Multex already commands a major presence in the financial-services industry, with an impressive list of more than 130 top-name ASP customers and hundreds of content providers. Its market opportunity is estimated at $3-6 billion, growing 10-15 percent annually, according to Merrill Lynch. If that isn’t thriving by today’s (or any other day’s) standards, then what is?
ScreamingMedia: The acquisition of Stockpoint by ScreamingMedia presents another example of a former dot-com migrating to become an enterprise Web service provider.
Stockpoint started out as a provider of real-time stock market information to dot-com portals. But today, its customer base is skewed toward financial-industry enterprises that take its information feeds for analysis by their own staff, rather than onward publication. ScreamingMedia, which aggregates and filters news and information feeds (including Stockpoint), was also founded as a service provider to Web portals. But it too has found enterprises forming a growing portion of its client base. The acquisition is designed to accelerate this transition.
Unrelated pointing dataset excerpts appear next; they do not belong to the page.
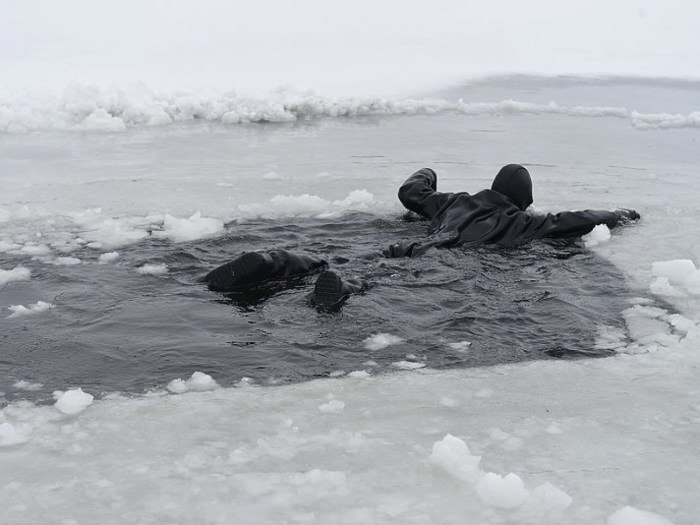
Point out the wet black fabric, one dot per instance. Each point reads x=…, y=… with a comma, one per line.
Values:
x=492, y=216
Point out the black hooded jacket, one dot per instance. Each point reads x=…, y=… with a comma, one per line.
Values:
x=495, y=216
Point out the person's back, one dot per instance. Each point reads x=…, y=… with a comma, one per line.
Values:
x=492, y=216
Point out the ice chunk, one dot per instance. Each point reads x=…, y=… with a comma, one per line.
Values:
x=28, y=385
x=332, y=407
x=452, y=455
x=381, y=341
x=9, y=436
x=198, y=382
x=72, y=402
x=549, y=497
x=152, y=269
x=408, y=365
x=503, y=492
x=108, y=257
x=632, y=516
x=598, y=235
x=190, y=229
x=21, y=311
x=16, y=274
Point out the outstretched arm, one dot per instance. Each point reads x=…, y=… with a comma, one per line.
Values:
x=419, y=193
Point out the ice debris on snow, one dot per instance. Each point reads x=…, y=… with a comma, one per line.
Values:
x=408, y=365
x=633, y=516
x=9, y=436
x=108, y=257
x=452, y=455
x=198, y=382
x=19, y=310
x=598, y=235
x=72, y=402
x=16, y=274
x=152, y=269
x=675, y=278
x=381, y=341
x=505, y=492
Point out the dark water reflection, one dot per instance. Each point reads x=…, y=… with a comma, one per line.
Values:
x=113, y=329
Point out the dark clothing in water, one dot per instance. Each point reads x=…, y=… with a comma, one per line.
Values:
x=495, y=216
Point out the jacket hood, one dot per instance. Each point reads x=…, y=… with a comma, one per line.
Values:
x=514, y=182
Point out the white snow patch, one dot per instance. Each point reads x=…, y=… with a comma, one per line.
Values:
x=452, y=455
x=108, y=257
x=633, y=516
x=198, y=382
x=152, y=269
x=334, y=406
x=189, y=229
x=503, y=492
x=9, y=436
x=407, y=365
x=16, y=274
x=72, y=402
x=21, y=311
x=28, y=385
x=381, y=341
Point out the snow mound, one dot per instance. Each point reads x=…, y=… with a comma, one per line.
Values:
x=16, y=274
x=198, y=382
x=22, y=311
x=72, y=402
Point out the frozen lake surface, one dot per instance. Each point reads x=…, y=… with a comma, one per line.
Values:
x=111, y=207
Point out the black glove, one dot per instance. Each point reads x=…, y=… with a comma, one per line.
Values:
x=625, y=215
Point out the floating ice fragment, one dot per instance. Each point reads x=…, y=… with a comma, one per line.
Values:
x=190, y=229
x=198, y=382
x=16, y=274
x=21, y=311
x=503, y=492
x=72, y=402
x=28, y=385
x=9, y=436
x=332, y=407
x=452, y=455
x=108, y=257
x=152, y=269
x=598, y=235
x=408, y=365
x=632, y=516
x=381, y=341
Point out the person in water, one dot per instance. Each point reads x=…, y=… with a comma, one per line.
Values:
x=493, y=216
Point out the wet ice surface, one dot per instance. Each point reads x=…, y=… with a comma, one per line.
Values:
x=104, y=228
x=143, y=320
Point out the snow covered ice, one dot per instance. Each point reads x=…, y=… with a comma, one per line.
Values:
x=103, y=149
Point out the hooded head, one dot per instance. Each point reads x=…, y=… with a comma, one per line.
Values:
x=514, y=182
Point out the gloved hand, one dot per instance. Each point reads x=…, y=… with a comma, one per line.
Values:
x=626, y=215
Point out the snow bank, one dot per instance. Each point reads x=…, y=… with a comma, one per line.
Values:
x=114, y=109
x=32, y=309
x=16, y=274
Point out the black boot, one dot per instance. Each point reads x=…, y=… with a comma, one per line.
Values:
x=330, y=291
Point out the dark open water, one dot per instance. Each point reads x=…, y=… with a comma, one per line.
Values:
x=113, y=329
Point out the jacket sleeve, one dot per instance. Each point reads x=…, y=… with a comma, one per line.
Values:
x=419, y=193
x=573, y=223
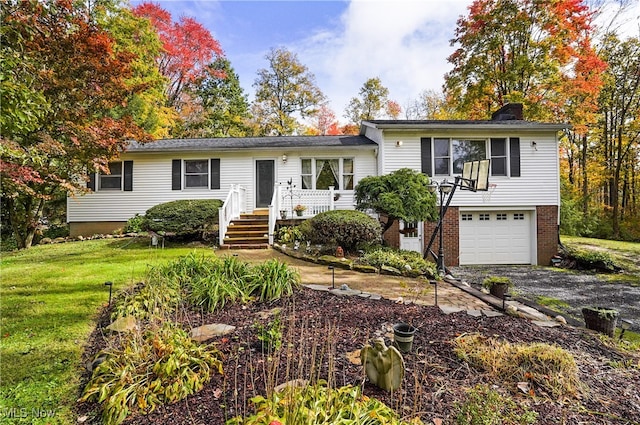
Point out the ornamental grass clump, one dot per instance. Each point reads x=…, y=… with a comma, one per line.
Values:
x=549, y=368
x=156, y=367
x=320, y=405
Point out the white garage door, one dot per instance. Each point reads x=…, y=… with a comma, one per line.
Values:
x=495, y=237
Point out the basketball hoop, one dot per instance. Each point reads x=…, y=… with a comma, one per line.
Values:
x=486, y=195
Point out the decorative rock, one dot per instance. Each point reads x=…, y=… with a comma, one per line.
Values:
x=560, y=319
x=364, y=268
x=384, y=365
x=448, y=309
x=123, y=324
x=390, y=271
x=206, y=332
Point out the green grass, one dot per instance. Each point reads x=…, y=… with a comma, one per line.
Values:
x=49, y=297
x=625, y=255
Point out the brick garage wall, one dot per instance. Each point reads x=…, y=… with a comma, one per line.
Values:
x=91, y=228
x=547, y=227
x=451, y=237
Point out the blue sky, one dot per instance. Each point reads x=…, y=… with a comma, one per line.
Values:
x=405, y=43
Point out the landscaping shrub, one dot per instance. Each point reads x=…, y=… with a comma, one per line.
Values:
x=345, y=228
x=485, y=406
x=160, y=366
x=591, y=260
x=185, y=219
x=547, y=368
x=320, y=405
x=399, y=259
x=135, y=224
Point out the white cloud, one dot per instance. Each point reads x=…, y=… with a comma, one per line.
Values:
x=404, y=43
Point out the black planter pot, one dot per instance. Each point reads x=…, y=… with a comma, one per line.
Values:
x=603, y=320
x=403, y=336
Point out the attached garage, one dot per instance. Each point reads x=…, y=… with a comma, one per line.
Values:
x=496, y=237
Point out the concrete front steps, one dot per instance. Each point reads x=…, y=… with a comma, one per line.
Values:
x=250, y=231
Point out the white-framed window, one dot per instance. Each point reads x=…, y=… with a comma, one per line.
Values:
x=196, y=173
x=442, y=156
x=113, y=180
x=321, y=173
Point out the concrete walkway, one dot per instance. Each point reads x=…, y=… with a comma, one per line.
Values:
x=451, y=296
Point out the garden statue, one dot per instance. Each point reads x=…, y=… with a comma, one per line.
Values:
x=384, y=365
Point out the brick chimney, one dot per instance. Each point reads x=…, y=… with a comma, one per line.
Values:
x=510, y=111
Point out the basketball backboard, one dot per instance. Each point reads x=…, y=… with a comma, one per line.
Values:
x=475, y=175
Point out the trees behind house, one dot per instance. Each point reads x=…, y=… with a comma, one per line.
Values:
x=63, y=77
x=284, y=90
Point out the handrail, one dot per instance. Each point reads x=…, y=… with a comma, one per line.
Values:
x=234, y=204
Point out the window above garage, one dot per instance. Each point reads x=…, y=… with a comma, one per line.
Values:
x=446, y=156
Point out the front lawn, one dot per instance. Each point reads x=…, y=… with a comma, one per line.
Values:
x=49, y=298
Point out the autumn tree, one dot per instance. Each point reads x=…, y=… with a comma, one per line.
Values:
x=188, y=48
x=136, y=35
x=371, y=103
x=284, y=91
x=61, y=78
x=619, y=147
x=401, y=195
x=223, y=108
x=515, y=51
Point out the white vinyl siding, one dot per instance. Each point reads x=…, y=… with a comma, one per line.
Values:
x=152, y=181
x=538, y=183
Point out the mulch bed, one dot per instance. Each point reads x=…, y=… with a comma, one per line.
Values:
x=320, y=329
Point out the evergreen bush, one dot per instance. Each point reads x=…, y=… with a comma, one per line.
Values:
x=185, y=219
x=344, y=228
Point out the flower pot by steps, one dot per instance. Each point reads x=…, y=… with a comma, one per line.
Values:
x=403, y=336
x=603, y=320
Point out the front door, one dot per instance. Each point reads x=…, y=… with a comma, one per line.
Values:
x=411, y=236
x=265, y=181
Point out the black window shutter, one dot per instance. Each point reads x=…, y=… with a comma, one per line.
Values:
x=514, y=158
x=215, y=173
x=425, y=154
x=91, y=184
x=176, y=174
x=128, y=176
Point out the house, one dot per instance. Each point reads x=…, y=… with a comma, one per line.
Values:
x=514, y=222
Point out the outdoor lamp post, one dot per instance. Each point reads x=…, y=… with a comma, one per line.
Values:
x=444, y=187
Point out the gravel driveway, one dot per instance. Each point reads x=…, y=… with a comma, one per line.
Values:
x=576, y=289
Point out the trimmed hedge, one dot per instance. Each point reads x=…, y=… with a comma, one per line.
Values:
x=344, y=228
x=188, y=218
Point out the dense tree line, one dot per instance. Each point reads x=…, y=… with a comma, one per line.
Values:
x=80, y=78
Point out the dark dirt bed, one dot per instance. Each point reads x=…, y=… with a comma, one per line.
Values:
x=320, y=329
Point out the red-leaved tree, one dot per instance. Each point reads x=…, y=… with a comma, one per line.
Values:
x=188, y=48
x=61, y=80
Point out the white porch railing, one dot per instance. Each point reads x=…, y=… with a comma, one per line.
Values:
x=235, y=204
x=285, y=200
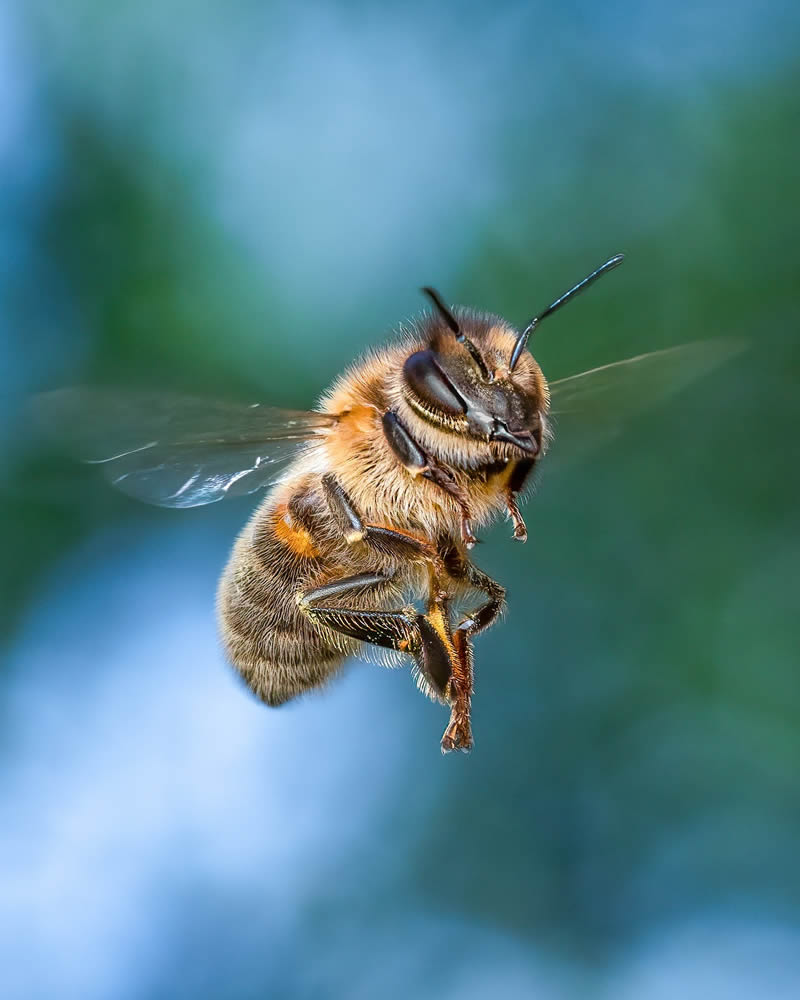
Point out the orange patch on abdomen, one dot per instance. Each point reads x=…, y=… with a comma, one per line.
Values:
x=293, y=536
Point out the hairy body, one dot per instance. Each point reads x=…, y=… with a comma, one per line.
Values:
x=293, y=544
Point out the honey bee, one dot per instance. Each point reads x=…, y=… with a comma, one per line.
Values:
x=364, y=540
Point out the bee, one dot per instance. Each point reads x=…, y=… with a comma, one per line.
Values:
x=362, y=543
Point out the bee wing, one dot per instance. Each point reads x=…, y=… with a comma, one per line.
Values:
x=177, y=451
x=599, y=400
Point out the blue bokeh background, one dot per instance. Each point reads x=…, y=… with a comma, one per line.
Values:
x=237, y=198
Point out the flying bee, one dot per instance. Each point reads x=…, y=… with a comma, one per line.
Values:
x=364, y=538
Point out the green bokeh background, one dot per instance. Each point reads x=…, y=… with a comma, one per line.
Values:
x=636, y=715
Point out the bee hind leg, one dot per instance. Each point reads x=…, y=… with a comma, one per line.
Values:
x=396, y=630
x=426, y=637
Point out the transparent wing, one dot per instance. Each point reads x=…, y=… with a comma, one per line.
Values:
x=177, y=451
x=598, y=401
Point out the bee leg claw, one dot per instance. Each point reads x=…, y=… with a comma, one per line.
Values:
x=520, y=530
x=457, y=736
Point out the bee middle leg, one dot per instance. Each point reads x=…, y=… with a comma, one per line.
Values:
x=460, y=568
x=385, y=540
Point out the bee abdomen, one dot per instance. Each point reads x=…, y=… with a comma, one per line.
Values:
x=277, y=650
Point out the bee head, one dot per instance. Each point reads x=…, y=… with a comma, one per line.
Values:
x=462, y=381
x=472, y=379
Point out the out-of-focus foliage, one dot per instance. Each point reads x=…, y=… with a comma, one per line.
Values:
x=236, y=200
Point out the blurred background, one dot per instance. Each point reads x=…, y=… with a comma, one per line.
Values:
x=236, y=199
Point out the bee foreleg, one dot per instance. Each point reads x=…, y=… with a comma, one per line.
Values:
x=515, y=485
x=418, y=463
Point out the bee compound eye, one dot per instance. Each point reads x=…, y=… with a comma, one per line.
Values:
x=431, y=385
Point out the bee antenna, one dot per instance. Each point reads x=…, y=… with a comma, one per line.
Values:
x=522, y=340
x=452, y=322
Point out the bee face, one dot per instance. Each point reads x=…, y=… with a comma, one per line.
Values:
x=463, y=384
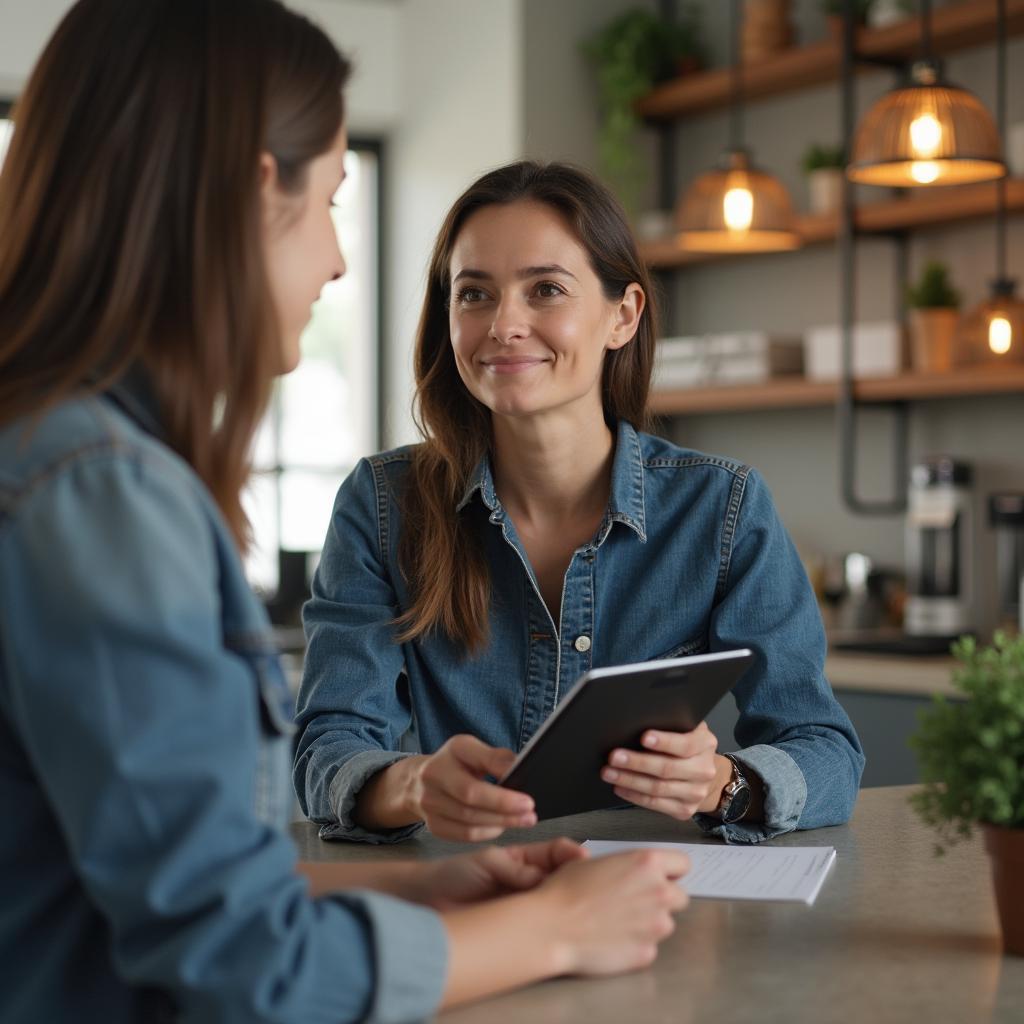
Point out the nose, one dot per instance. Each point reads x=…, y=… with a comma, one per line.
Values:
x=510, y=324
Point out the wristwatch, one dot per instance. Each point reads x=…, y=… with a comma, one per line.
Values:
x=735, y=796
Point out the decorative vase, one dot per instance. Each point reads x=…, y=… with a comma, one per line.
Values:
x=824, y=189
x=933, y=335
x=1006, y=850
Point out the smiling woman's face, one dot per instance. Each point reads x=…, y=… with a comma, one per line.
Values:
x=528, y=320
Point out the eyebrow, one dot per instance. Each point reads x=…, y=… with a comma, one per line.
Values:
x=522, y=273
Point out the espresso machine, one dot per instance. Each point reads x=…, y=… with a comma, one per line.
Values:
x=940, y=537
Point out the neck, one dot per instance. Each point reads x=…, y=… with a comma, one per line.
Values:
x=553, y=468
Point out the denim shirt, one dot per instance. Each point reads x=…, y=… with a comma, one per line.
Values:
x=143, y=747
x=690, y=557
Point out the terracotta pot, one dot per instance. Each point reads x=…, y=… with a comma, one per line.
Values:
x=933, y=336
x=1006, y=848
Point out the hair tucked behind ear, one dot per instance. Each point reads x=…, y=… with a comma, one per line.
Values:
x=130, y=213
x=439, y=553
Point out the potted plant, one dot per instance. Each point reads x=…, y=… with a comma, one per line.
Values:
x=823, y=167
x=972, y=763
x=934, y=317
x=632, y=53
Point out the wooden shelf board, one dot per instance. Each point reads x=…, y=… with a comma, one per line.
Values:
x=971, y=23
x=921, y=208
x=802, y=393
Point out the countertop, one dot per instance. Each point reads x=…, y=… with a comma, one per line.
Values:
x=896, y=935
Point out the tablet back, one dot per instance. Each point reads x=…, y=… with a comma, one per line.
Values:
x=608, y=708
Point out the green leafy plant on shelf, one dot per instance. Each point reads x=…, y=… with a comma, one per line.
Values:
x=971, y=752
x=631, y=54
x=821, y=158
x=934, y=290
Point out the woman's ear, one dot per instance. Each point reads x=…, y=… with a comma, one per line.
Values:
x=628, y=312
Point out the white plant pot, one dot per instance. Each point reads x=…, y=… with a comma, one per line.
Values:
x=824, y=189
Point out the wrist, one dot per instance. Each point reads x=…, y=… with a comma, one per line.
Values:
x=723, y=773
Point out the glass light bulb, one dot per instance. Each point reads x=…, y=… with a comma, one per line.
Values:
x=926, y=136
x=925, y=171
x=1000, y=334
x=737, y=208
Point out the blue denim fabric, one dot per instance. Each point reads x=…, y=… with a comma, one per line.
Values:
x=690, y=557
x=143, y=724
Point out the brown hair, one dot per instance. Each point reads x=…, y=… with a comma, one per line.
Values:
x=130, y=213
x=439, y=553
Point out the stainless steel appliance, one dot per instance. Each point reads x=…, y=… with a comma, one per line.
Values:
x=940, y=526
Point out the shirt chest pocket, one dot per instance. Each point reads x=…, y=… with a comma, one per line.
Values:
x=273, y=801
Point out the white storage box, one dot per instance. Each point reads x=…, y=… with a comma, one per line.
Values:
x=878, y=350
x=740, y=357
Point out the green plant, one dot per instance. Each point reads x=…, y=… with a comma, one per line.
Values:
x=933, y=290
x=817, y=158
x=972, y=753
x=838, y=8
x=632, y=53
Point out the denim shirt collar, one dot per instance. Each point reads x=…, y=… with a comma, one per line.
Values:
x=626, y=502
x=133, y=394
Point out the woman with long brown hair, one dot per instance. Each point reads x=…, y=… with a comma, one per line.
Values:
x=164, y=228
x=538, y=532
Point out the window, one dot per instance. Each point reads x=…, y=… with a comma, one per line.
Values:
x=324, y=416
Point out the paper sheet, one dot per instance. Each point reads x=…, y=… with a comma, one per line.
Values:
x=782, y=872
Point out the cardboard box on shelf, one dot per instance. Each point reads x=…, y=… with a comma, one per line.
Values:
x=739, y=357
x=878, y=350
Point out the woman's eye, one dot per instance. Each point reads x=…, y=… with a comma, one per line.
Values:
x=548, y=290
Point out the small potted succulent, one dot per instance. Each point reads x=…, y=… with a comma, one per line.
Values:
x=934, y=318
x=631, y=54
x=972, y=763
x=823, y=168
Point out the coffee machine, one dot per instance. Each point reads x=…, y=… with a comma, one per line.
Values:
x=940, y=578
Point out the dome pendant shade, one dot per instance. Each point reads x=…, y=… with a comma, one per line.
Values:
x=927, y=133
x=736, y=209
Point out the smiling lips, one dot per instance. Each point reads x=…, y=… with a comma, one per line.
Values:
x=512, y=364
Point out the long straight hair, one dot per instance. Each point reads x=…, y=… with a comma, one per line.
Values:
x=131, y=219
x=439, y=554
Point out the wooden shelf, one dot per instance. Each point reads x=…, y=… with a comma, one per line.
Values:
x=970, y=23
x=802, y=393
x=914, y=209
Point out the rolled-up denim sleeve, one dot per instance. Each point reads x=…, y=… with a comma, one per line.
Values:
x=142, y=731
x=792, y=731
x=352, y=709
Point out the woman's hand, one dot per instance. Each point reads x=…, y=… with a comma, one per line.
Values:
x=451, y=793
x=680, y=776
x=469, y=878
x=610, y=913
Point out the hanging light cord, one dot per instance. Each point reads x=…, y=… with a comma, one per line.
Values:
x=1000, y=117
x=926, y=29
x=736, y=92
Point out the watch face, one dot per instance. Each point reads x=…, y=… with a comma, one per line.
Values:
x=738, y=805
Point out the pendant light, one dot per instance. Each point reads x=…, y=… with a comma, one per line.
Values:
x=927, y=132
x=994, y=331
x=736, y=208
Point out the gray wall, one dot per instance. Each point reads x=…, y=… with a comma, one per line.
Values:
x=796, y=450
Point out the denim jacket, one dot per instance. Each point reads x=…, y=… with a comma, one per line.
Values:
x=143, y=732
x=690, y=557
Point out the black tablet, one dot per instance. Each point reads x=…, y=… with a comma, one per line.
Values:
x=560, y=767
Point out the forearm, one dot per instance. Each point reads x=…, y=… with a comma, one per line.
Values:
x=529, y=950
x=390, y=799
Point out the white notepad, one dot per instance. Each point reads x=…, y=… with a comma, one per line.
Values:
x=781, y=872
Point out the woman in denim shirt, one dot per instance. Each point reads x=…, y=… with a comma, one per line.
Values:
x=536, y=534
x=164, y=228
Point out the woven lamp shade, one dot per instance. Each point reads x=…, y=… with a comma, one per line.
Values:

These thriving members of the ASP landscape may not look much like old-school ASPs; but under the surface, there are many similarities. Those similarities will grow as Web service providers add infrastructure technologies and services for the types billing and service-level monitoring that has often been pioneered by existing enterprise ASPs. Nor will it be long before partnerships begin to blossom between these providers and other ASPs, where they find themselves serving the same enterprise clients.